Ya sé que tu dolor es especial, que nadie más ha sentido lo que sientes tú, que tu abismo es el más oscuro y tus aullidos los más silenciosos. Sé que hay un cansancio, un agotamiento de ser y de estar, unas ganas de abrir la llave y que se vaya la pena entre hilillos transparentes, por la coladera. He estado ahí a los trece, a los veinte y a los treinta, respirando con dificultad, preguntándome si habrá nadas mejores que los algos que no pasan y se entierran en las plantas de los pies con cada paso, hasta que parece que cualquier vereda está espinada, envenenada, y que nos rechaza el andar. Viví el recordar que ansiamos olvido, el rechazo que ansiamos masacre, el hueco que ansiamos absoluto para dejar de sentirlo todo. En esos tiempos fumábamos, tomábamos, escuchábamos a las canciones tristes. Mi tortura era leerme las cartas, llenas siempre de los símbolos que ya conocía, del rey perdido, el cuchillo enterrado, la niñez asesinada, la reina de corazones tristes, el cero de tréboles. Actuar otra vez la obra, buscar si el protagonista pudo actuar distinto, si la suma de los elementos pudo dar un resultado más luminoso, navegar por las mismas aguas ya rancias, ya algadas, para buscar los cadáveres de los peces. Así me lesionaba: recorriendo el mismo círculo hasta convertir la tierra en movediza, hasta hundirme, llenándome los ojos, la nariz y la garganta de negrura.

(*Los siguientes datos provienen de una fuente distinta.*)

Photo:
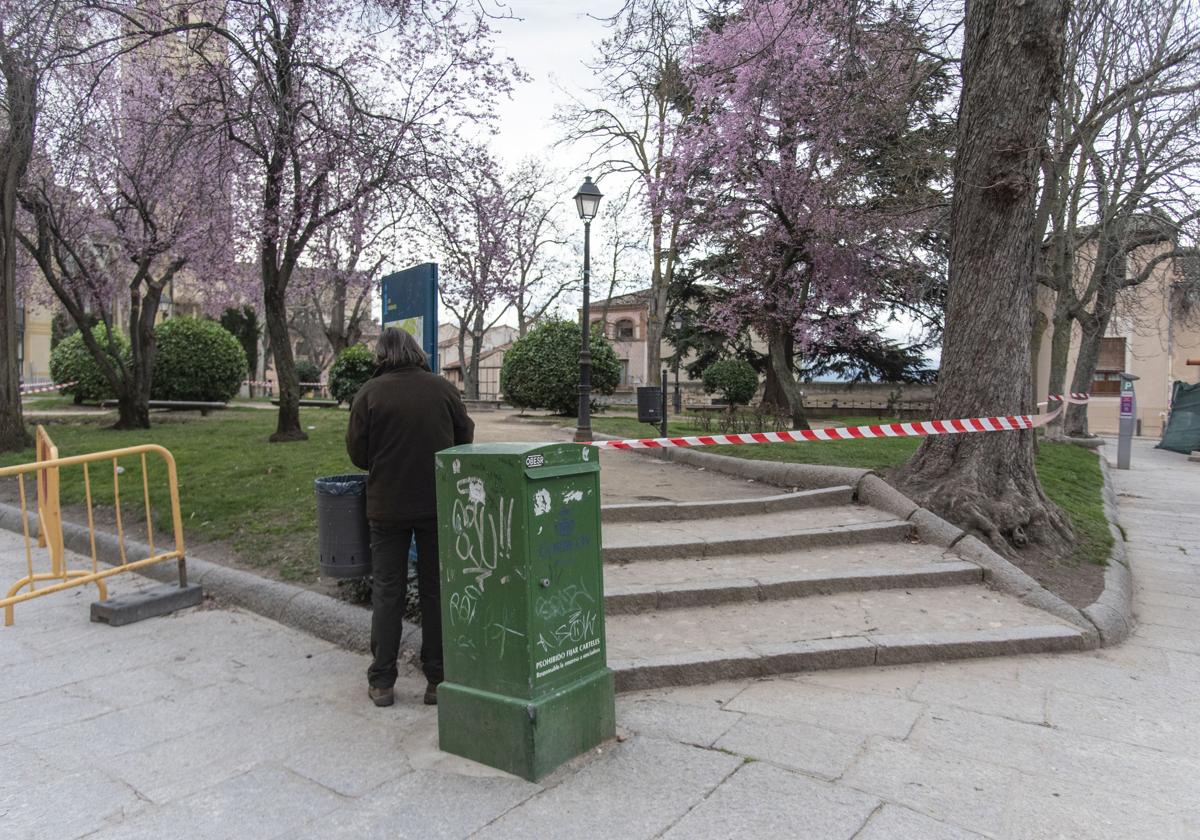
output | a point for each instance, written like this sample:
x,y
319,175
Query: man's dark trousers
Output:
x,y
389,568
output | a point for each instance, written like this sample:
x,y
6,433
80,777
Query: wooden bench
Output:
x,y
177,406
313,403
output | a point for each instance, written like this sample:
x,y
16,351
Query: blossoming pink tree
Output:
x,y
793,105
372,90
125,192
473,223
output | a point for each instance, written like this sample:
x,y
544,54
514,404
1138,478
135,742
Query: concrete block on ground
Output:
x,y
933,528
879,493
150,603
1009,579
904,648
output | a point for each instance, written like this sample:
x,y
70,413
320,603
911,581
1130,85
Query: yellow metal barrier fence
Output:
x,y
49,520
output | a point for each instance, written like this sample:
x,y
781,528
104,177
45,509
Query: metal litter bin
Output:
x,y
343,535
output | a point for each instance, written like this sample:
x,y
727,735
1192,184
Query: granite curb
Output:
x,y
1105,622
1113,611
311,612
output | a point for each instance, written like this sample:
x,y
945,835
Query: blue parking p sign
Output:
x,y
411,304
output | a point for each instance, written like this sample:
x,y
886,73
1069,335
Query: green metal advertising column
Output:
x,y
522,606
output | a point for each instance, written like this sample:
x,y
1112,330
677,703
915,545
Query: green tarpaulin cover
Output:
x,y
1182,432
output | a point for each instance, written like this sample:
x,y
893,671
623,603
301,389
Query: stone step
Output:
x,y
739,641
765,533
666,585
678,511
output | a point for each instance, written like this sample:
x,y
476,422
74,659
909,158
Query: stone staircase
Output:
x,y
707,591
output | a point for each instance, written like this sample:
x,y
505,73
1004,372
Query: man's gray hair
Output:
x,y
397,348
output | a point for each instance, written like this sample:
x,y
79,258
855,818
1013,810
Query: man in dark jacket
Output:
x,y
400,418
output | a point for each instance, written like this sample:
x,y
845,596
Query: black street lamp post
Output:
x,y
587,199
677,323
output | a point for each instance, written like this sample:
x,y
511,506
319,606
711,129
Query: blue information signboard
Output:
x,y
411,304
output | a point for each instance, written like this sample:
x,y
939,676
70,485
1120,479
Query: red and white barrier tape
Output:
x,y
45,389
892,430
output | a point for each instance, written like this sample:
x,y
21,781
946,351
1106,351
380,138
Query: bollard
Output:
x,y
527,685
1127,420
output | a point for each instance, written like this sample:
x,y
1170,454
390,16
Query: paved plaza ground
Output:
x,y
220,724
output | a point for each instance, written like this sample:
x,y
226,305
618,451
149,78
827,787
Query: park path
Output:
x,y
219,724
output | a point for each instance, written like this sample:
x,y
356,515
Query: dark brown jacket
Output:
x,y
399,420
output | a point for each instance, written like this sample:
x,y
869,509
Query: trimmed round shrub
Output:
x,y
72,361
353,366
543,369
197,360
733,379
307,371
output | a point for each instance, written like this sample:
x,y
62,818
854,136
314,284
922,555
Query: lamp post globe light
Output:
x,y
587,199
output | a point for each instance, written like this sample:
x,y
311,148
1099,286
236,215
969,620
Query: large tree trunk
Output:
x,y
1060,357
471,365
135,406
12,423
274,304
781,360
987,483
1093,330
16,148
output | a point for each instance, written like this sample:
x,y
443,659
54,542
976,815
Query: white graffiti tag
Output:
x,y
541,502
483,539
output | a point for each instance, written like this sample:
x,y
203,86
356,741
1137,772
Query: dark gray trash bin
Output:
x,y
343,535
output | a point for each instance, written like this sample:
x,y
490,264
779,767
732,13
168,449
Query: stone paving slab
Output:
x,y
737,627
810,563
623,534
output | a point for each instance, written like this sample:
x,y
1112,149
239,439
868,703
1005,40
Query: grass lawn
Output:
x,y
233,485
1071,475
258,497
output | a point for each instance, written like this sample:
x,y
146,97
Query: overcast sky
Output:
x,y
550,40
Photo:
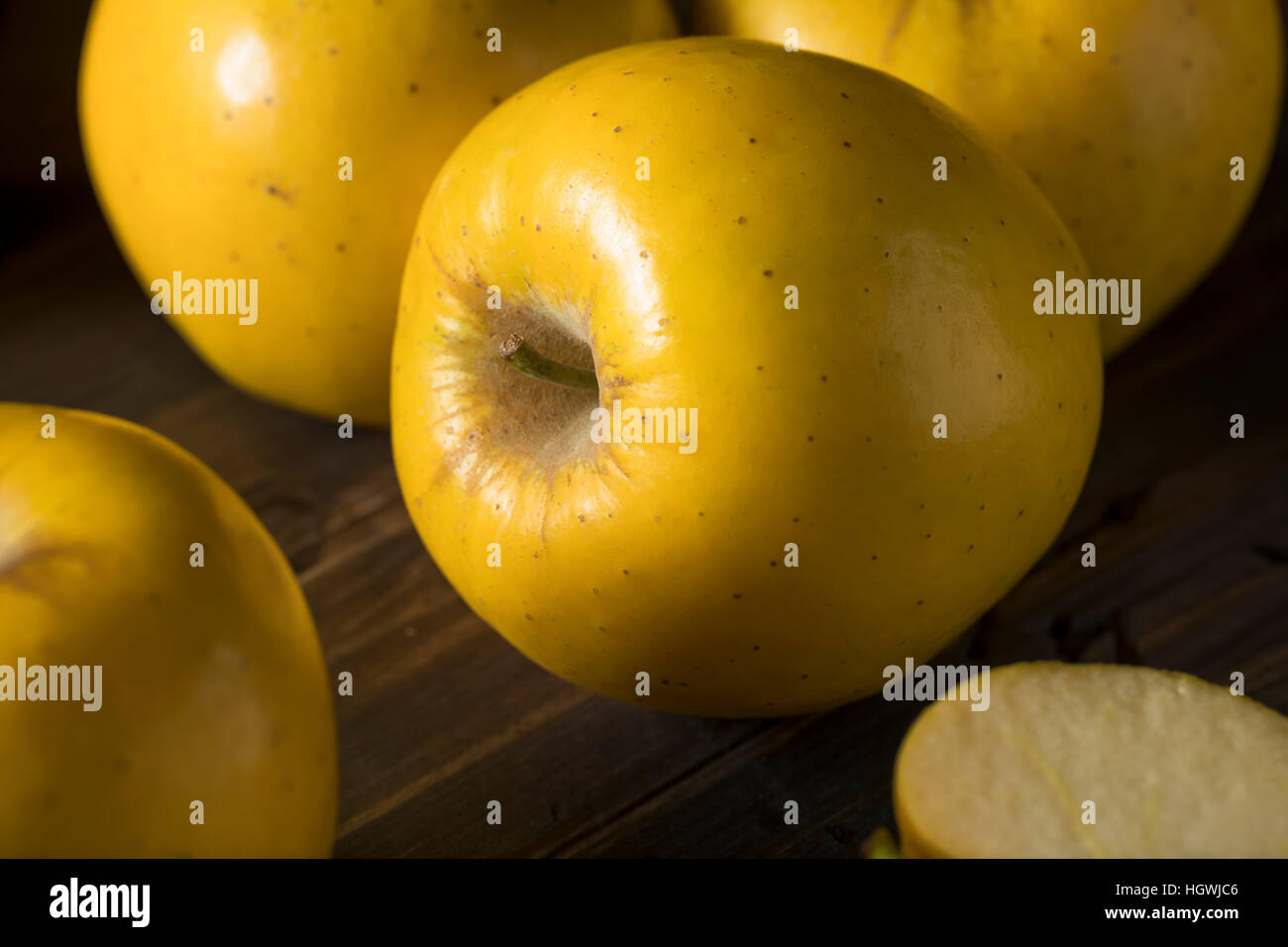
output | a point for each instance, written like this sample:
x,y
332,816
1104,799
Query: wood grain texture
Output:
x,y
1190,527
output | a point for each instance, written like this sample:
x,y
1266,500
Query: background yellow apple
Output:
x,y
1176,768
1132,142
213,682
651,213
224,161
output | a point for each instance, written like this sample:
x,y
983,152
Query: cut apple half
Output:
x,y
1095,761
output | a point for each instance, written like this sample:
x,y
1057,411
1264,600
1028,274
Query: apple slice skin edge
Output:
x,y
1171,768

Tú, Anónima, te pones navajas en los dedos y atraviesas la frontera de la carne para ver qué más hay. Dices que te alivia, que así hasta los peores dolores toman siesta, que hoy no hay sanguijuelas y entonces hay que purgar la negrura del alma, darle alas a la sangre. Dices que así te perteneces y te aterrizas, que no hay terror más grande que el silencio y que necesitas el testimonio de la herida y el de la curación para poder despertar mañana, ayer. Anónima adolescente: tú llevas en la bolsa la cuchilla envuelta como quien lleva el vicio, como quien lleva al mejor amigo, encogido y avergonzado: el dolor. Te sangras y te das a las cloacas, alimentando a donde no hay hambre por el hambre que tienes.
Me dueles como me dolí, como me duelo al recordarme y querer consolarme cuando yo era quien eres hoy: la que no cree que la noche tiene que terminar y que la paciencia, que reseca la lengua a cada vuelta de la manecilla, está secando ríos contaminados y purificándolo todo, volviéndote desierto para que un oasis tenga donde nacer, a partir de la primera gota de agua que halles ahí, más adentro de la carne que te arañas, más allá de la curación que anhelas.
Anónima de huesos pequeños, de pasado breve y futuro infinito: quiero amarrarte las manos y arrastrarte hasta el oráculo, quiero que me veas en tu espejo y comprendas que ahí viene el mañana, que traces cuadrículas en otra parte y sonrías, después, al pensarte. Quiero intocado el envase de tu alma, quiero la navaja quebrada y enterrada bajo las piedras para que nada de ella germine.